At the start of September this year, Google fundamentally changed their Search Query Report (SQR) with little warning – meaning that you can no longer see every search term click you are buying.
A quick summary of what we previously had, versus now;
- Previous: You bid on a keyword “digital media” on phrase match and get 3 clicks. As it is phrase match, these three clicks may have been on; “digital media agency”, “digital media tracking” and “digital media performance” all of which are visible within an SQR report
- Now: Same keyword, the same number of clicks. The SQR may show 1 click on “digital media agency” and that the campaign has had 3 clicks.
But what of those other 2 clicks?
You still had them, they’ll be in every report and you’ll see that the campaign drove them in your analytics – and you definitely paid for them. But no search query. The change has been live for one month, and after reviewing across a range of clients in multiple verticals, we’re seeing the transparency in paid search slowly fade away.
A relatively old figure from 2017 states that 15% of search queries seen across the search giant are new each day. Not hard to believe as people use figures, dates, years, months, and variables within search queries (eg. Junior ISA April 2020 rate). But now, there is no way to know or understand this as trends change and user searches evolve.
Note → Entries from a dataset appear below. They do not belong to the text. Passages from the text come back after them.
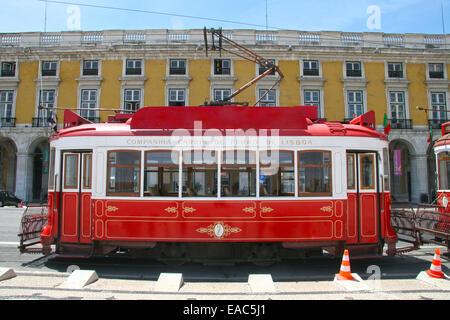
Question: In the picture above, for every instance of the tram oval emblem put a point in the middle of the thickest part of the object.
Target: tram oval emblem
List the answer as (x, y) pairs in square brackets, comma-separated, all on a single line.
[(218, 230)]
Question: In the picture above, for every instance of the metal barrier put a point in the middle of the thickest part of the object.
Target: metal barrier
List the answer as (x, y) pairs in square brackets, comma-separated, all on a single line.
[(33, 221), (427, 223)]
All Response Media viewpoint.
We are open and transparent with clients – from planning to performance – and this limits our ability to do this, to some degree. We will continue to review the data we have and make decisions based on it. If performance of this ‘non-transparent’ portion of terms underperforms, it will impact the overall account as we’re seeing above and with little ability to influence, will hurt the overall campaign and channel.
It will certainly up the ante on ensuring we manage the percentage of terms we have visibility on, regular and detailed SQRs.
And a final thought to end on: could this be voice search becoming more mainstream and Google choosing to exclude?